Reflections on Geriatric Triage During the COVID-19 Surge
By Lynne O’Mara, PA-C, Brigham and Women’s Hospital
May 27, 2020
In mid-April, at the peak of the Brigham and Women’s Hospital (BWH) COVID-19 patient surge, my brother asked me: “Did you ever think you’d be doing something like this?” It was a legitimate question. One year ago, I was a general surgery/trauma physician assistant (PA) doing occasional shiftwork in geriatrics. Now, I found myself discussing goals of care and assessing the frailty of geriatric patients with COVID-19 in the Emergency Department (ED). But his question unexpectedly and poignantly describes the beauty of the PA profession. PAs have a unique ability to blur the linear – the lack of a required specialty allows for a flexible PA workforce and creates opportunity to bring experience across medical specialties and drive innovation.

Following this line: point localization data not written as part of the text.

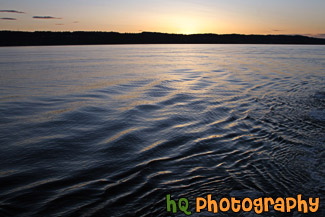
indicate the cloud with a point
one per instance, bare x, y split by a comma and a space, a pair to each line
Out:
321, 35
46, 17
7, 18
12, 11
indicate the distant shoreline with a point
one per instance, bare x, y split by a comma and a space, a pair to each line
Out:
19, 38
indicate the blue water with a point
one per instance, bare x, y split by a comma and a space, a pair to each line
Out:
110, 130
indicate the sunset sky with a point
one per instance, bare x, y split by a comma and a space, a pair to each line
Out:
171, 16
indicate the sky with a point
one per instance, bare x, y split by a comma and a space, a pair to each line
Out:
170, 16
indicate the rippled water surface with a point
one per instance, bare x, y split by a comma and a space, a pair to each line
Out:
110, 130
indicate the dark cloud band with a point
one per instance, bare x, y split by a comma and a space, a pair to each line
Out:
46, 17
12, 11
7, 18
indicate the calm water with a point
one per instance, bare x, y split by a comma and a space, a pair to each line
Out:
110, 130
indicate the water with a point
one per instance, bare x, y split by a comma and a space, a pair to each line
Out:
110, 130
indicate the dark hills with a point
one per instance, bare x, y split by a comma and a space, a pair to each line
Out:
18, 38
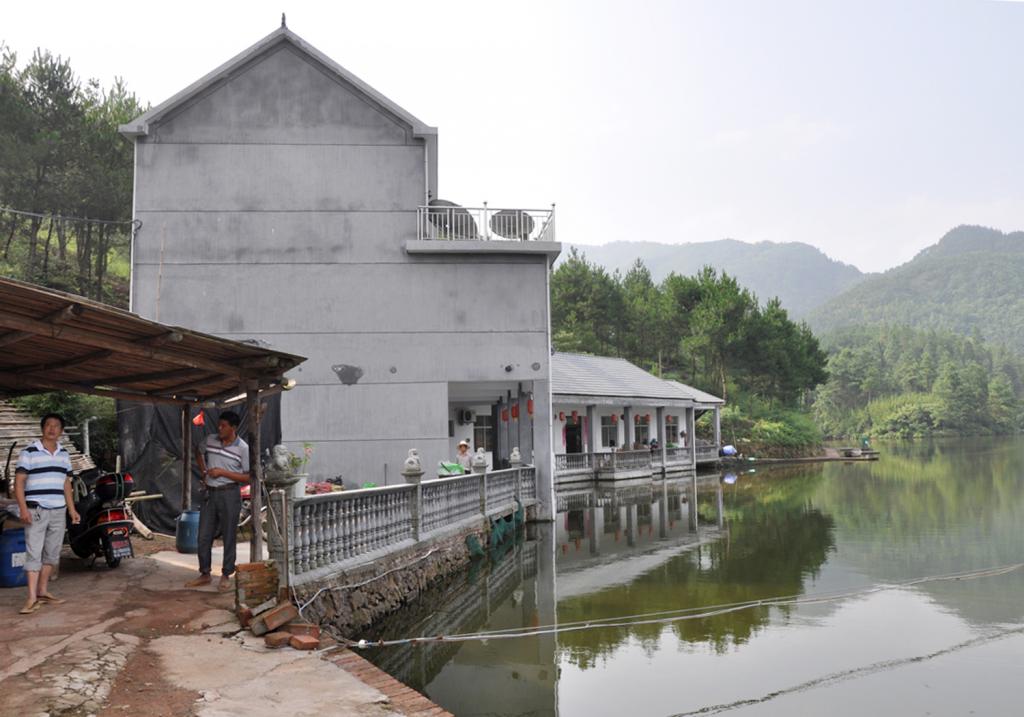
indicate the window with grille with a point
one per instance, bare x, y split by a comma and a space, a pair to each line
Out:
483, 433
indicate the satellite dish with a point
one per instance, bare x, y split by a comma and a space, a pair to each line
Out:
512, 223
451, 220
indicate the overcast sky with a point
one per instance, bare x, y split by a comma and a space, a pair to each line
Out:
866, 129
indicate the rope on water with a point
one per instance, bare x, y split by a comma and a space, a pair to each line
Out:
699, 613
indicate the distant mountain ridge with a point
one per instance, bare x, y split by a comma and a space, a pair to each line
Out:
801, 276
971, 282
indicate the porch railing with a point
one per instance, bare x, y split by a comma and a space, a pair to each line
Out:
573, 461
485, 223
623, 460
346, 529
707, 452
672, 455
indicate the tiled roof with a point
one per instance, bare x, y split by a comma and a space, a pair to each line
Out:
580, 374
697, 395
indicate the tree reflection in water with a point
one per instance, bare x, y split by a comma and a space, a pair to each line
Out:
775, 541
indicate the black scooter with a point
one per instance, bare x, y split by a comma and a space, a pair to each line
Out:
104, 529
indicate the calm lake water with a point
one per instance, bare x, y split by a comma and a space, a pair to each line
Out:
941, 647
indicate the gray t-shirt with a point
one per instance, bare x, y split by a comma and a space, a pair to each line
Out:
233, 457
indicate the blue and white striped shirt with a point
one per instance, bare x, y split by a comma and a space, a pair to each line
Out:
46, 473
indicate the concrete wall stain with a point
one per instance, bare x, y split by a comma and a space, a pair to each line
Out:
349, 375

When I was thirteen, my grandfather fell and broke his hip. Following his operation, he had a heart attack and ended up in the intensive care unit (ICU) on a ventilator. He was a 76-year-old WWII veteran and an avid gardener. After a long recovery, he eventually went to rehab and then back home. But he was never the same. He no longer gardened, he needed help around the house, and passed away within a year. During my six years as a trauma surgery PA, I saw my grandfather’s story repeated again and again. I hated watching it, but didn’t know how change it. I started talking with our trauma geriatrician, began working geriatric principles into my daily workflow, and eventually helped with the implementation of a standardized pathway of care for vulnerable older adult trauma patients. I began to pick up shifts with the Division of Aging and read geriatric literature. And when Zara Cooper – a trauma surgeon and Kessler Director for the Center for Surgery and Public Health – asked me to join her in the new Center for Geriatric Surgery, I was thrilled. Together with the Division of Aging and Rachelle Bernacki – a palliative care physician and geriatrician at Dana Farber Cancer Institute – we began expanding the trauma geriatric pathway and incorporating geriatric consults into surgical subspecialties.
When pandemic spread in Massachusetts was inevitable, my new role as a PA in the Center for Geriatric Surgery quickly transitioned to assisting with the geriatric COVID-19 response. Together with Palliative Care, the ED, and the Division of Aging, we developed a novel triage framework to virtually assess older adult COVID-19 ED patients using the clinical frailty scale (CFS) – a nine-point classification system used to evaluate a patient’s physiologic reserve and ability to tolerate stress. With surgical volume down in anticipation of the COVID-19 patient surge, I was re-deployed to cover call for this new triage service. We planned to have ED clinicians identify geriatric patients with COVID, page me to assess their CFS, and triage to usual care (CFS 1-3), geriatric co-management (CFS 4-6), or palliative care triage (CFS 7-9). But no pages came the first week. I then began to proactively track the ED patient list and within five minutes, had identified a patient. I called their health care proxy (HCP) – my first ever virtual call – and delivered the bad news that their family member had COVID-19. The HCP wept. I listened, reassured, and asked my CFS questions. It was heartbreaking. But at the end of the call, I was met with more “thank-you’s” than I had ever received.
In the coming weeks, I got into more of a rhythm. For patients with higher CFS scores, I joined the palliative care teams on patient calls and began to learn new communication skills such as responding to emotion, allowing for silence, and delivering a prognosis. I still heard sadness over the diagnosis, guilt for spreading it to their mom or dad or grandparent, and fear for what was to come, but I felt more confident in my conversations. Even in this new, virtual world, we were reaching the heart of patients and their families.
Then the pace picked up. At the peak of the surge, I was triaging 5-6 patients per day, but following up to 20 at a time; constantly monitoring, checking, refreshing. Patients began arriving clinically unstable, and I started requesting more urgent palliative care consults for goals of care discussions around intubation or ICU-level care. I was helping organize transfers to the intensive palliative care unit (IPCU) and helping avoid unnecessary testing at end of life. I was talking with COVID-unit providers about deliriogenic medications to avoid and ensuring everyone had a healthcare proxy. Then, the numbers declined and so did my calls. But that month left me forever changed.
I plan to integrate my new palliative care and communication skills into my patient visits moving forward, and I hope that more PAs will be utilized to fill gaps in health care to contribute to a holistic, patient-centered approach. So, while I never thought I would be doing “something like this,” this unique role that required a hybrid of old and new skills taught me that this is really what it means to be a PA. It taught me how invaluable flexibility and varied experience can be to innovation and to our patients. And it taught me that even in a time of crisis, there can also be great beauty.